Wenn „Game of Thrones“ von den blutigen Kämpfen der sieben großen Familien um den Eisernen Thron auf Westeros erzählt, dann ist das chinesische „Baijiaxing“ (Hundert Familiennamen) eine andere Form des „Machtspiels“ – es verdichtet mit den vier Zeichen „Zhao Qian Sun Li“ die gesamte politische Machtlandschaft der frühen Nördlichen Song-Dynastie.

Im China des 10. Jahrhunderts hatte Kaiser Taizu Zhao Kuangyin von Song gerade das Reich geeint. Qian Chu, der Herrscher des Königreichs Wuyue, zögerte noch, sich der Song-Dynastie zu unterwerfen, und Li Yu, der letzte Herrscher der Südlichen Tang-Dynastie, schrieb noch in seinem Palast in Jinling Gedichte wie „Wie viele Sorgen mag der Herr wohl haben?“. In dieser turbulenten Ära nahm ein Gelehrter aus der Region Wuyue seinen Pinsel und verfasste ein scheinbar einfaches Lehrbuch für Kinder, das jedoch in den ersten vier Zeichen die vier wichtigsten politischen Kräfte der damaligen Zeit auflistete.

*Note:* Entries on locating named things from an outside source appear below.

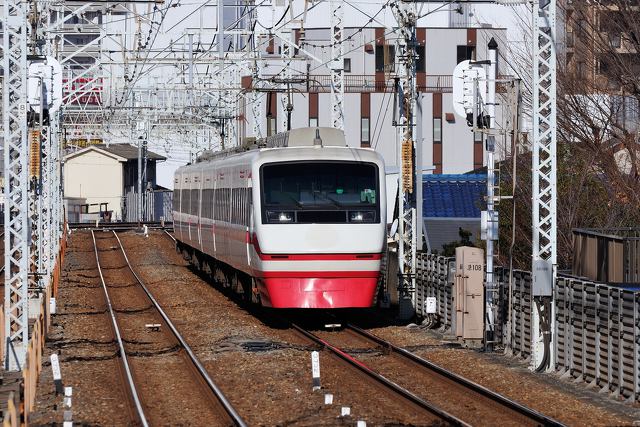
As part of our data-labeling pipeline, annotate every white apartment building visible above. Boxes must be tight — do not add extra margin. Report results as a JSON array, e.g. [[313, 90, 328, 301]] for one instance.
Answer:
[[240, 27, 506, 174]]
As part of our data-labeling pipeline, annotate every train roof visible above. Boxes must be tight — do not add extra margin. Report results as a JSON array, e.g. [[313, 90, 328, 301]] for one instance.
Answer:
[[196, 127, 347, 163]]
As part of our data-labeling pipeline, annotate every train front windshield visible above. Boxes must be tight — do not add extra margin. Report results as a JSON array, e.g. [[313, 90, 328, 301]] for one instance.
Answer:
[[261, 162, 380, 224]]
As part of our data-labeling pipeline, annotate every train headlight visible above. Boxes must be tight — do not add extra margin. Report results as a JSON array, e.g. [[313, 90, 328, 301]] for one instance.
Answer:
[[267, 211, 294, 223], [349, 211, 376, 222]]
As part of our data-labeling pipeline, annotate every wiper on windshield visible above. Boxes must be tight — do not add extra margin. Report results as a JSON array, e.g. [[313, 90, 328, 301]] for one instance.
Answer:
[[287, 193, 302, 208], [313, 192, 344, 208]]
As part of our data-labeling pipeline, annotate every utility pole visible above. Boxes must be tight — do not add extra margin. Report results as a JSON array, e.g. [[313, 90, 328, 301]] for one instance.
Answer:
[[2, 0, 29, 371], [531, 0, 557, 371], [392, 0, 422, 319], [482, 37, 500, 349], [329, 0, 344, 129]]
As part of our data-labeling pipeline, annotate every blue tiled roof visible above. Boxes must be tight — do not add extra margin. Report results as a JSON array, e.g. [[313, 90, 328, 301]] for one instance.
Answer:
[[422, 174, 487, 218]]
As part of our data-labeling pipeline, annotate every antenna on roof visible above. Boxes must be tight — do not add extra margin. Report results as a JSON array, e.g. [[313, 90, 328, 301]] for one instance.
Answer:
[[313, 128, 322, 147]]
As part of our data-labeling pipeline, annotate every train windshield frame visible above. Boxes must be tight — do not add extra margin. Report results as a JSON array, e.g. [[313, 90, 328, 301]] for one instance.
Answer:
[[260, 160, 380, 224]]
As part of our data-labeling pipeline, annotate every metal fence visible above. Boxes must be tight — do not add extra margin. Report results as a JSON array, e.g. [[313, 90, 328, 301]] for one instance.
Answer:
[[555, 277, 640, 401], [416, 254, 640, 401]]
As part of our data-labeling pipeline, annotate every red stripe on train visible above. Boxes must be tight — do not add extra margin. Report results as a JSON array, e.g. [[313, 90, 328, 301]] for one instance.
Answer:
[[255, 270, 380, 279]]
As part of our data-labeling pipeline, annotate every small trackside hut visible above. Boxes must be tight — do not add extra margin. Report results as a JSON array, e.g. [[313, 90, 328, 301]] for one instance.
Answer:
[[173, 128, 386, 308]]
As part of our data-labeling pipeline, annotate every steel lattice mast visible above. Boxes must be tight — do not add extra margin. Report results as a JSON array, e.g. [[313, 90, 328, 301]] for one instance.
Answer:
[[2, 0, 29, 370], [531, 0, 557, 369], [392, 1, 422, 318], [329, 0, 344, 129]]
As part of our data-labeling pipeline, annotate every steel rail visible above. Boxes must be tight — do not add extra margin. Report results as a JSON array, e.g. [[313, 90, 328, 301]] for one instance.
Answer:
[[345, 324, 564, 426], [163, 230, 177, 243], [67, 221, 173, 231], [112, 231, 247, 427], [291, 323, 470, 426], [91, 230, 149, 427]]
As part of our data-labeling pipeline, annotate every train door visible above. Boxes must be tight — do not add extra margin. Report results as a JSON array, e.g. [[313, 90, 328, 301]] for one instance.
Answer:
[[171, 172, 182, 240], [211, 167, 219, 258], [196, 170, 204, 251], [185, 173, 193, 242]]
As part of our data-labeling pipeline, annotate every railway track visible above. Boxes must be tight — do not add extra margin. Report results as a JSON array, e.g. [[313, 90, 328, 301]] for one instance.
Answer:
[[91, 230, 246, 426], [67, 221, 173, 231], [292, 325, 563, 426]]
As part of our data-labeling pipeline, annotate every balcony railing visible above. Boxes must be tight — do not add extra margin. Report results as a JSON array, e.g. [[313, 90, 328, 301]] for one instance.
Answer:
[[264, 74, 453, 93]]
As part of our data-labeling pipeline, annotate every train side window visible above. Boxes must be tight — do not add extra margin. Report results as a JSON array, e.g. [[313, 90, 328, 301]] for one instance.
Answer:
[[180, 188, 189, 213], [173, 190, 180, 212]]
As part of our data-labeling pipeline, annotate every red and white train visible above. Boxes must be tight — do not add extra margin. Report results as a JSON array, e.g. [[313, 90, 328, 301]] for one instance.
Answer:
[[173, 128, 386, 308]]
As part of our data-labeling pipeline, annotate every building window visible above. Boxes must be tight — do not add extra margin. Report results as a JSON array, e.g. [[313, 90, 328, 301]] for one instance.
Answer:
[[567, 31, 574, 47], [609, 33, 622, 49], [376, 45, 396, 73], [456, 45, 476, 64], [433, 117, 442, 142], [267, 117, 277, 136], [360, 117, 370, 146], [342, 58, 351, 73], [416, 45, 427, 73], [576, 61, 587, 79]]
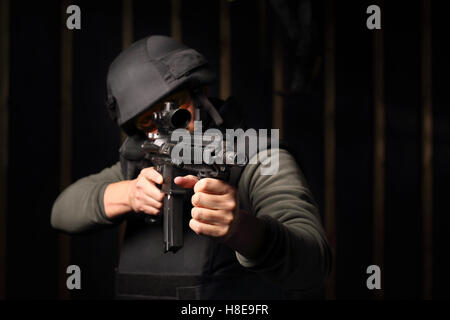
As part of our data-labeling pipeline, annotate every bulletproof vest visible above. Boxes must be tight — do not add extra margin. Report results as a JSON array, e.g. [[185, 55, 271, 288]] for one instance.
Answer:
[[116, 98, 286, 300]]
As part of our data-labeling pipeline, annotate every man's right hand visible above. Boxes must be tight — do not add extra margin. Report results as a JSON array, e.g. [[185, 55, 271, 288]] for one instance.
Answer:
[[128, 167, 164, 215], [103, 167, 164, 219]]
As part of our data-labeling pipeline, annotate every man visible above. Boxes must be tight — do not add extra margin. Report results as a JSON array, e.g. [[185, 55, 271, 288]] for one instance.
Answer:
[[51, 36, 331, 299]]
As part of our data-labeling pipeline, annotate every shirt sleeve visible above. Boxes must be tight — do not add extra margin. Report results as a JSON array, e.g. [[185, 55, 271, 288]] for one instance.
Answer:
[[236, 149, 331, 291], [51, 162, 123, 233]]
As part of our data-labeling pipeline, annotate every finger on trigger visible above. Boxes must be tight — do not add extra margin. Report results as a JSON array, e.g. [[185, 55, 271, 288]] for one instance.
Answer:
[[194, 178, 230, 194], [142, 167, 163, 184]]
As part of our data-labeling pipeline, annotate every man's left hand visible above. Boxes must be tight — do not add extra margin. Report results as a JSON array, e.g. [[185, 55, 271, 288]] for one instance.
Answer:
[[174, 175, 239, 239]]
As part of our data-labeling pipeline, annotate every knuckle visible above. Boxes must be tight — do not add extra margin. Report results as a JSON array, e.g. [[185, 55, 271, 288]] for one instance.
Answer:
[[225, 214, 234, 225], [226, 200, 236, 211], [217, 226, 229, 237], [192, 193, 200, 206]]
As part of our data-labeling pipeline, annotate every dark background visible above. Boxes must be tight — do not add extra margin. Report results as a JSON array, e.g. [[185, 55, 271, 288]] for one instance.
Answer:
[[0, 0, 450, 299]]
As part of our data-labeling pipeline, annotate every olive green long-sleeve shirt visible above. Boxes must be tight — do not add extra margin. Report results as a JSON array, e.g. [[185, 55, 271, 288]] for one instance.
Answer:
[[51, 149, 331, 291]]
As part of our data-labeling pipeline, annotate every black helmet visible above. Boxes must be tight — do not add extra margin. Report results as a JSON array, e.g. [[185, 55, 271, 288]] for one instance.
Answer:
[[107, 36, 215, 135]]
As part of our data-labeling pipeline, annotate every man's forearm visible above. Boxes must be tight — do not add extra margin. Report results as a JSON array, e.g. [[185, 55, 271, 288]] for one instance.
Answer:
[[224, 210, 267, 259], [103, 180, 133, 219]]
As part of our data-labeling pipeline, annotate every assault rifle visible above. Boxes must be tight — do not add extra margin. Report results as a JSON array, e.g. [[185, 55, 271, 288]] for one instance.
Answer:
[[142, 101, 248, 253]]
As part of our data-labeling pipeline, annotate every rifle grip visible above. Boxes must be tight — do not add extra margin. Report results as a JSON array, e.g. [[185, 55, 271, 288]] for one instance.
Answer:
[[161, 164, 185, 253]]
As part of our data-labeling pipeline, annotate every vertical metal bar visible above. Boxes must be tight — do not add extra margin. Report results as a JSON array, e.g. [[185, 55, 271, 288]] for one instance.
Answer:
[[122, 0, 134, 49], [373, 5, 386, 299], [58, 0, 73, 299], [422, 0, 433, 299], [0, 0, 10, 299], [324, 0, 337, 299], [118, 0, 134, 255], [220, 0, 231, 99], [272, 27, 284, 139], [171, 0, 183, 42]]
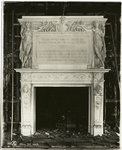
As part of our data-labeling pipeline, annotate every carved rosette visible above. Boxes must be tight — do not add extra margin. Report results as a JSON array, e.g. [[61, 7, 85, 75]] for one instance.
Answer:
[[21, 72, 31, 82], [93, 72, 104, 82]]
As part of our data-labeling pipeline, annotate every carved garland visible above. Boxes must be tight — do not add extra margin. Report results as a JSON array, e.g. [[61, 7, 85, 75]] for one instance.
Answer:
[[19, 17, 106, 68]]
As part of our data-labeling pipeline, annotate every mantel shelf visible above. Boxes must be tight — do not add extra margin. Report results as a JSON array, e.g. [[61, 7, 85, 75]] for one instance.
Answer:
[[15, 68, 110, 73]]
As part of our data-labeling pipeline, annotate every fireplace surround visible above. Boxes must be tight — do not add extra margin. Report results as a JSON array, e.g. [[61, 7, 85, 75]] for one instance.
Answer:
[[15, 16, 109, 136]]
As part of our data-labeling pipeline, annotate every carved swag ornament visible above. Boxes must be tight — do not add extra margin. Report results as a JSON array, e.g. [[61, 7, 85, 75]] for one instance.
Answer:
[[19, 17, 106, 68]]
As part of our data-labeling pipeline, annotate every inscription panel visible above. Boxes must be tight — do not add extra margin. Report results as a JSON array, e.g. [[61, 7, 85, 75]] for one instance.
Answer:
[[34, 33, 92, 69]]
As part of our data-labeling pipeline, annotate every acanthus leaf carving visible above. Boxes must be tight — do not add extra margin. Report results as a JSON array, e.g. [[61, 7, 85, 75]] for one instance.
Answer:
[[19, 22, 32, 68], [92, 20, 106, 68]]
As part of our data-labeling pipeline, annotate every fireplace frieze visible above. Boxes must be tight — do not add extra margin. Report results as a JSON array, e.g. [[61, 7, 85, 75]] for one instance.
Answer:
[[32, 73, 93, 81]]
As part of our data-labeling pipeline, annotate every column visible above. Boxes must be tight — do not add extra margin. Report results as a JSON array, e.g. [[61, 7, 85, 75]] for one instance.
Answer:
[[93, 73, 104, 136], [21, 73, 32, 136]]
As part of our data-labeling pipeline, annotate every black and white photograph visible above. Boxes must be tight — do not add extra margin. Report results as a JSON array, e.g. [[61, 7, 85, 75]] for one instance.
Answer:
[[0, 1, 122, 150]]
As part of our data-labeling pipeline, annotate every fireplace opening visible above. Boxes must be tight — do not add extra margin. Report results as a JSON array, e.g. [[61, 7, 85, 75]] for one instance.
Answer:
[[36, 87, 89, 132]]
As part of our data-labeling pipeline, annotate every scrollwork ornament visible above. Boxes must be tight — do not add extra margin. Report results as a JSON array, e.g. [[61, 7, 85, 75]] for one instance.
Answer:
[[93, 21, 106, 68], [19, 22, 32, 68], [22, 84, 29, 93], [94, 85, 103, 96]]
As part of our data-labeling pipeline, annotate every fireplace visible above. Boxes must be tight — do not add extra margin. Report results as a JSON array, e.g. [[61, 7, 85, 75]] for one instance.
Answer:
[[15, 16, 109, 136], [35, 86, 90, 132]]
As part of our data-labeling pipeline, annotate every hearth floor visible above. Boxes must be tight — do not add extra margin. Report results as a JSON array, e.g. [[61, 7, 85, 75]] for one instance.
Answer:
[[3, 130, 119, 149]]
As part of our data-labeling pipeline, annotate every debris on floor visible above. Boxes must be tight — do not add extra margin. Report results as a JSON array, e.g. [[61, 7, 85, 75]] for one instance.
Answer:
[[3, 129, 119, 149]]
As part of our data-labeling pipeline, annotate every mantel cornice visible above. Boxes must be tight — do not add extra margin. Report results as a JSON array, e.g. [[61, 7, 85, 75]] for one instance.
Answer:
[[15, 68, 110, 73], [18, 16, 107, 23]]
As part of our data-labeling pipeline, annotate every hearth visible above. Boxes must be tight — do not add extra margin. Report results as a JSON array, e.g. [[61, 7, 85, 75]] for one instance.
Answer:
[[36, 87, 88, 131]]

Dies war kein Zufall, sondern Absicht. Die Reihenfolge des „Baijiaxing“ richtete sich nicht nach der Bevölkerungszahl, sondern war eine sorgfältig geplante „politische Positionierung“. Tausend Jahre später, wenn wir diese Nachnamen erneut lesen, scheinen wir immer noch das Echo des Machtwechsels in der frühen Nördlichen Song-Dynastie zu hören.

I. Was ist das „Baijiaxing“?

Wenn man in der chinesischen Kultur ein einflussreichstes Lehrbuch für Kinder auswählen müsste, wäre das „Baijiaxing“ definitiv ein Kandidat. Es wird zusammen mit dem „Sanzijing“ (Dreizeichenklassiker) und dem „Qianziwen“ (Tausend-Zeichen-Klassiker) als die „Drei-Hundert-Tausend“ bezeichnet und war eines der drei wichtigsten Lehrbücher für Kinder im alten China. Doch im Gegensatz zum „Sanzijing“, das Moral lehrt, und dem „Qianziwen“, das chinesische Schriftzeichen vermittelt, hatte das „Baijiaxing“ eine noch speziellere Mission – es lehrte die Kinder die Antwort auf die Frage „Wer bist du?“.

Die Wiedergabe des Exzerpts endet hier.